- Origin: upstate New York
- Genres: Jazz Fusion; Jazz;
- Years active: 1973–1982
- Label: Inner City Records;
- Members: Chuck Lamb; Rich Lamb; Rod Fleeman; Jon Margolis;
- Past members: Theano Anifantakis; Tony DePaulo; Evan DuChene; John Lamb; Rocco Marshall; Clint Swank;
- Website: facebook.com/DryJackFans

= Dry Jack =

American jazz band

Dry Jack is an American jazz fusion band, active originally during the 1970s and the 1980s. Dry Jack formed in 1973 by founder keyboardist Chuck Lamb and his bassist brother Rich. Drummer Jon Margolis joined a year later and guitarist Rod Fleeman in 1977. Dry Jack was cited in Rolling Stone's History of Music as “one of the premier, cutting edge bands of the electric jazz movement.” They followed on the heels of Larry Coryell's The Eleventh House, Chick Corea's Return to Forever, and Weather Report. Dry Jack shared the stage with many musical greats, including Ray Charles, Pat Metheny, Freddie Hubbard, and McCoy Tyner. Chuck Lamb described the inspiration for the band's name as coming from a patron, who after listening to the music declared, "That's really dry, jack."

The band released two albums: Magical Elements and Whale City through the Inner City Records label.

Regular band members were Chuck Lamb on piano and his brother Rich Lamb on bass guitar. Other band members included Evan DuChene and Jon Margolis on drums; John Lamb, Rocco Marshall, Clint Swank, Tony DePaolo and Rod Fleeman on guitar. Theano Anifantakis was featured on vocals in the 1980s.

In 2016, the band reunioned and started to record a third album, called alien intervention.

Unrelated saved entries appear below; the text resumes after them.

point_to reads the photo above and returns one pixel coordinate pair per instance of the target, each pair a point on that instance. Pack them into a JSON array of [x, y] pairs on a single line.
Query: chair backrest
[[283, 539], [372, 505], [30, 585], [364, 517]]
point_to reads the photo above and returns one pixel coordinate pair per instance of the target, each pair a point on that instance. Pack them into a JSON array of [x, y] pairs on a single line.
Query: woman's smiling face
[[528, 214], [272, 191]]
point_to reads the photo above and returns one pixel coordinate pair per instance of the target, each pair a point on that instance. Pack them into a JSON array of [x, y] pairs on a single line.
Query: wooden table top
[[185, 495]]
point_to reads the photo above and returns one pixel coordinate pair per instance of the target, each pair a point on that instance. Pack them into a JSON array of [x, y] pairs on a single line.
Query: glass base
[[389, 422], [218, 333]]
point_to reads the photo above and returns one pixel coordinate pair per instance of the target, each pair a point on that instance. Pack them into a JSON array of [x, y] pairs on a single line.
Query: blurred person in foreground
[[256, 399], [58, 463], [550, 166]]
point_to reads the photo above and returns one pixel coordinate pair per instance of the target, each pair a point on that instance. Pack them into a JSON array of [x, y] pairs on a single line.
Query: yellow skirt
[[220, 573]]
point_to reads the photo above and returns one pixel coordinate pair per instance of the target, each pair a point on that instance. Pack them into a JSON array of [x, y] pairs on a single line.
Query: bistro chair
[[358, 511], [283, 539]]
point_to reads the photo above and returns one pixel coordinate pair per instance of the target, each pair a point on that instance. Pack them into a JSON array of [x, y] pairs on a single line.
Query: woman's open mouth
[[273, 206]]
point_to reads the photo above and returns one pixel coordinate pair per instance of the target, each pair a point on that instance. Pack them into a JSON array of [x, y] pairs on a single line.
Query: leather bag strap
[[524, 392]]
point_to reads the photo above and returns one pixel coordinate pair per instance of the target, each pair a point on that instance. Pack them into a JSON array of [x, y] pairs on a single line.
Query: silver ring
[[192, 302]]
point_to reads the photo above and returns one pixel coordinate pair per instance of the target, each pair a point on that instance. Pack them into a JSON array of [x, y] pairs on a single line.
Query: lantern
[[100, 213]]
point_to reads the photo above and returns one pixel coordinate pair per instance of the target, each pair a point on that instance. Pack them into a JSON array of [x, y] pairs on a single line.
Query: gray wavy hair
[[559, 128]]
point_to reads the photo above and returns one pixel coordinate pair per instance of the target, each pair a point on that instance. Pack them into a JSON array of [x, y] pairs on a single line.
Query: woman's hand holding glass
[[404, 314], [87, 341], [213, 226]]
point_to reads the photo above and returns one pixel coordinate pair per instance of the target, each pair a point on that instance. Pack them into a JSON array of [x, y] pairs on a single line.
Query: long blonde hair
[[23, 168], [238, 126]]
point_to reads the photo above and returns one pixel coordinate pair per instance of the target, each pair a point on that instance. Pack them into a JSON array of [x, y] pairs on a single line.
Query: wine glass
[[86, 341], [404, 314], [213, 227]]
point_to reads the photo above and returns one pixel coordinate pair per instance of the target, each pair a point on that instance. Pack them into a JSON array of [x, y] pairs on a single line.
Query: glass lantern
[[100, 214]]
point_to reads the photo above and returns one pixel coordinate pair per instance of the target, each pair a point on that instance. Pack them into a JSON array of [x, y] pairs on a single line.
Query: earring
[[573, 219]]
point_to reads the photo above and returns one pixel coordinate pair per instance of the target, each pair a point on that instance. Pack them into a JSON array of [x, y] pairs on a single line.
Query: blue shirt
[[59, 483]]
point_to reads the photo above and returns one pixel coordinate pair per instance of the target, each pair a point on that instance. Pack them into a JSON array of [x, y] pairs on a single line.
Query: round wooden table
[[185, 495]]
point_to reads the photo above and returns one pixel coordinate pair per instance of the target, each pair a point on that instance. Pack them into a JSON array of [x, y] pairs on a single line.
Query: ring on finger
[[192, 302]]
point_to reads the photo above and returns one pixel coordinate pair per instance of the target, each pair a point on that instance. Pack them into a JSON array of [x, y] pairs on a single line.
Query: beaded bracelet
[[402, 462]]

Band members include Chuck and Rich Lamb, Jon Margolis, and Rod Fleeman.

==Discography==

===Studio albums===

| Year | Album | CD Release |
|---|---|---|
| 1978 | Magical Elements Recorded: October 1978; Released: July 1979; Label: Inner City; Aimee Chiariello and Dry Jack: Co-producers; Bob Ludwig: Mastering; | 2008 |
| 1979 | Whale City Recorded: July 1979; Released: 1979; Label: Inner City; Producer: Dry Jack; Bob Ludwig: Mastering; | 2010 |

==Live performances==

The excitement behind Dry Jack is the energy of their gigs and the faithful fans surrounding the events at venues in New York, Colorado, Kansas City, and Rapid City, SD.